Async execution requires the `tokio` feature. Per-attempt timeouts are stored in `RetryOptions` through the builder. When an attempt times out, the executor reports `AttemptFailure::Timeout`, and listeners can inspect the configured timeout through `RetryContext::attempt_timeout()`. Operation panics still unwind through the current async task; `run_async()` does not convert them to `AttemptFailure::Panic`.

```rust
use qubit_retry::Retry;
use std::time::Duration;

async fn fetch_once() -> Result<String, std::io::Error> {
    Ok("response".to_string())
}

async fn fetch_with_retry() -> Result<String, Box<dyn std::error::Error>> {
    let retry = Retry::<std::io::Error>::builder()
        .max_attempts(3)
        .fixed_delay(Duration::from_millis(50))
        .attempt_timeout(Some(Duration::from_secs(2)))
        .retry_on_timeout()
        .build()?;

    let response = retry
        .run_async(|| async {
            fetch_once().await
        })
        .await?;

    Ok(response)
}
```

Plain `run()` keeps normal same-thread synchronous execution. It is the lowest-overhead path and works well for short, high-frequency operations such as CAS loops. `run()` does not support configured per-attempt timeouts: it returns `RetryErrorReason::UnsupportedOperation` when `attempt_timeout` is set. Use `run_async()` for cancellable async futures, or `run_in_worker()` when blocking work must run on a worker thread.

## Elapsed Budgets

Retry elapsed budgets are measured with monotonic `Instant` time, not wall-clock time:

- `max_operation_elapsed`: cumulative time spent executing user operation attempts. Retry sleeps, retry-after sleeps, and listener time are excluded.
- `max_total_elapsed`: total retry-flow time. Operation attempts, retry sleeps, retry-after sleeps, retry hint extraction, `on_before_attempt`, `on_failure`, and `on_retry` time are included.
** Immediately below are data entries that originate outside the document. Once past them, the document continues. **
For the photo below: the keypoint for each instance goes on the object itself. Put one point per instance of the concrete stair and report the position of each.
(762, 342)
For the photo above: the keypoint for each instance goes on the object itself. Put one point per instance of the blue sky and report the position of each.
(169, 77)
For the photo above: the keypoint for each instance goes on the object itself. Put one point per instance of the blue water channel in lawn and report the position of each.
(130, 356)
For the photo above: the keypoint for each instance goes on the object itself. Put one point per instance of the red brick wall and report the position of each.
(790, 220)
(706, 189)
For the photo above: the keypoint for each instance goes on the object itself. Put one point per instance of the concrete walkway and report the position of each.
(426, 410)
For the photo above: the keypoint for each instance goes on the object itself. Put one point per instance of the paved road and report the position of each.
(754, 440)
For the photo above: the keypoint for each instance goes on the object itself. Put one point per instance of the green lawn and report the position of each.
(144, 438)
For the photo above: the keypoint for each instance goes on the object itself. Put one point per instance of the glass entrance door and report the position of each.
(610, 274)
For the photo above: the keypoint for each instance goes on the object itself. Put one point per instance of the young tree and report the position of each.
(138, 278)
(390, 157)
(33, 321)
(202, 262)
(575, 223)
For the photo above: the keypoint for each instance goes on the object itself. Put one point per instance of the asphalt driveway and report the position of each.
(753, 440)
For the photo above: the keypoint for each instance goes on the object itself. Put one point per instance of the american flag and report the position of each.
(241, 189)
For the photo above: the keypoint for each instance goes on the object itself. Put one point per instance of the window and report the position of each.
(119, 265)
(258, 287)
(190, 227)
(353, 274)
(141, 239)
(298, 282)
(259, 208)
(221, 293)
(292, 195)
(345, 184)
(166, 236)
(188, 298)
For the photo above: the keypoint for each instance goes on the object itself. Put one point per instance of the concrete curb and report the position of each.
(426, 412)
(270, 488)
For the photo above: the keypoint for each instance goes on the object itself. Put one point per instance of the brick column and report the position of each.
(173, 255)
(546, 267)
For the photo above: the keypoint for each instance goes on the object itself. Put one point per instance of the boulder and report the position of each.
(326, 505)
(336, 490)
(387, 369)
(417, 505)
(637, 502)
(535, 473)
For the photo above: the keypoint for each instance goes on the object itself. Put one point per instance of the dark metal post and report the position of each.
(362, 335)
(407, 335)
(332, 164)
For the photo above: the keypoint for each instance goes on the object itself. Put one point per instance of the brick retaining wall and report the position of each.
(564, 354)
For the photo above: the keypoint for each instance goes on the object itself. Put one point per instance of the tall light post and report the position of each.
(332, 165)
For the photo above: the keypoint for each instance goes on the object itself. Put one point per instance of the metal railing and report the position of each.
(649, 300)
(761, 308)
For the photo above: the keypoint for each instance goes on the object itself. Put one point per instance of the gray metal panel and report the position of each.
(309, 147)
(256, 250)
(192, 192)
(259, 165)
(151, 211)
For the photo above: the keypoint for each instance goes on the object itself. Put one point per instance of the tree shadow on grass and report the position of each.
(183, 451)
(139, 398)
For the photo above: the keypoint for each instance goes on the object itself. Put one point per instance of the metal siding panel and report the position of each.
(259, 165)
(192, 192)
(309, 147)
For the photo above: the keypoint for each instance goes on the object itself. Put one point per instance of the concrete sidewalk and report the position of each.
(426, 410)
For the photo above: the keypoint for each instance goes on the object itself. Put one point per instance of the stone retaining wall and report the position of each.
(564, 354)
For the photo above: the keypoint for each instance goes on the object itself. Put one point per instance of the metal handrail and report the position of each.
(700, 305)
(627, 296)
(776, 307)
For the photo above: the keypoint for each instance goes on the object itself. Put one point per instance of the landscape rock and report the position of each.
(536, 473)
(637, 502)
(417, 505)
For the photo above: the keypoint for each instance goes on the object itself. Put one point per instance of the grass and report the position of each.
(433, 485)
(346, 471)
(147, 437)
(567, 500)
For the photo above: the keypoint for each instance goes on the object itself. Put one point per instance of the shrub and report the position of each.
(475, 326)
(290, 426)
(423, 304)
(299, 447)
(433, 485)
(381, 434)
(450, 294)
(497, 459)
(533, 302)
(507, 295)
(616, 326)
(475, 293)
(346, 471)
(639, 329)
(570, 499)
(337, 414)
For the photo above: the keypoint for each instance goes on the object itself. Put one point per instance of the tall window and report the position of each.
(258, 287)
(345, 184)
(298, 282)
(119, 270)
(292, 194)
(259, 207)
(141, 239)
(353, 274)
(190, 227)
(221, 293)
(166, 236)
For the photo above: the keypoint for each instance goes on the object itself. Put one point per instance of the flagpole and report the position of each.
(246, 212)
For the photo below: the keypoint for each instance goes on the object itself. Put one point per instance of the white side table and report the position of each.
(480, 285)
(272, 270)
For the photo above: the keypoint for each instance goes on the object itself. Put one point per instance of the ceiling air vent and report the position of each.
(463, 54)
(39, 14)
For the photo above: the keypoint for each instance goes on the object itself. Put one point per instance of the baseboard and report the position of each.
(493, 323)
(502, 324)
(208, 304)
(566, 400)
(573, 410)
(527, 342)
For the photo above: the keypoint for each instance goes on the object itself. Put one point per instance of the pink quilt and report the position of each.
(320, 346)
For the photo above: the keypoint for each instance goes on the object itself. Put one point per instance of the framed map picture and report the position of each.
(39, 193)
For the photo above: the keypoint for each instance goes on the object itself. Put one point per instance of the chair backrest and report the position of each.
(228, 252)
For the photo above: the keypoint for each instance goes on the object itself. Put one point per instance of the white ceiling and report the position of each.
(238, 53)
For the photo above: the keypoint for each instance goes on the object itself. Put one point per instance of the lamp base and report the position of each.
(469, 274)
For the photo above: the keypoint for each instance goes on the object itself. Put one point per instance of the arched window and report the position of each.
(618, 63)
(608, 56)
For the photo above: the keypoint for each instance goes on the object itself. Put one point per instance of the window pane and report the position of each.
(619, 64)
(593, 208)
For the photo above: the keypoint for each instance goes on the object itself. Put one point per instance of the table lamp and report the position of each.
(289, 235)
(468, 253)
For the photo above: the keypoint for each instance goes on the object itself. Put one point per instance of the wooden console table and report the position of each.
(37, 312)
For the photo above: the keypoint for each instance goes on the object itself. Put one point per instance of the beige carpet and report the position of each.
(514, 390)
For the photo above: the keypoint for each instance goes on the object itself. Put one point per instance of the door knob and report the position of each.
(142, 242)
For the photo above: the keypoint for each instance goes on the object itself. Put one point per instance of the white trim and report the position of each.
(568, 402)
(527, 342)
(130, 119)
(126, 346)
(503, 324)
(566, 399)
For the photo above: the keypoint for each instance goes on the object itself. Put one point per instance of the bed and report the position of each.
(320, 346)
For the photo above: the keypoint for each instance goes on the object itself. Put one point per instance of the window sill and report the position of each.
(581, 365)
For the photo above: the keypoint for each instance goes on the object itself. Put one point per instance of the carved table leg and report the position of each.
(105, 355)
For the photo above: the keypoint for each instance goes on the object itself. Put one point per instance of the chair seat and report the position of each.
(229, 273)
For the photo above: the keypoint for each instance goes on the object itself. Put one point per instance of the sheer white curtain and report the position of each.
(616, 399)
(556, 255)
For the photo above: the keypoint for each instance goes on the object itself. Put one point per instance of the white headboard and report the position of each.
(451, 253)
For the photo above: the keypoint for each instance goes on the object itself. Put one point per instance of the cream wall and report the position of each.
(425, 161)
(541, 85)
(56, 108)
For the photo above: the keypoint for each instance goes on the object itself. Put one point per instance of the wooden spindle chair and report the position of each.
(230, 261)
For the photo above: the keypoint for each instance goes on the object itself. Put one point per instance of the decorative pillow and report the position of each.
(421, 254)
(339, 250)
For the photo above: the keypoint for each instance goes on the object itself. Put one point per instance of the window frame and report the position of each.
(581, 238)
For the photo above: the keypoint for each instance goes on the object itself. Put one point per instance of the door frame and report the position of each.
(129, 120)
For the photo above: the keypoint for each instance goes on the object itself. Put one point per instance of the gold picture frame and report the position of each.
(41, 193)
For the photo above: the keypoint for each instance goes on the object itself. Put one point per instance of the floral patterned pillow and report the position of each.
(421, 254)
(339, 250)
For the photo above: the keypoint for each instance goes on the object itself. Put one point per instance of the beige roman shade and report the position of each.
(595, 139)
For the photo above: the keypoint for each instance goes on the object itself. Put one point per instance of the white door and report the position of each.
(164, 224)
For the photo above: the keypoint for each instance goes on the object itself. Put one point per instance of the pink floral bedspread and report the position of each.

Terminal listeners keep notification semantics. `on_success` and `on_error` can add caller-visible latency, but they do not turn an already successful operation into a retry failure.

Async and worker-thread attempts use the shortest of configured `attempt_timeout`, remaining `max_operation_elapsed`, and remaining `max_total_elapsed` as the effective attempt timeout. If the selected retry or retry-after delay would consume the remaining `max_total_elapsed` budget, the flow fails with `RetryErrorReason::MaxTotalElapsedExceeded` before sleeping. Retry sleeps are not truncated.

## Worker-Thread Retry

`run_in_worker()` runs every attempt on a worker thread. Without an attempt timeout, the caller waits for the worker result and worker panics are captured as `AttemptFailure::Panic`. Worker-spawn failures are reported as `AttemptFailure::Executor`. With an attempt timeout, the retry executor stops waiting when the timeout expires, marks the attempt token as cancelled, and waits up to `worker_cancel_grace` (default `100ms`) for the worker to exit before applying the configured `AttemptTimeoutPolicy`.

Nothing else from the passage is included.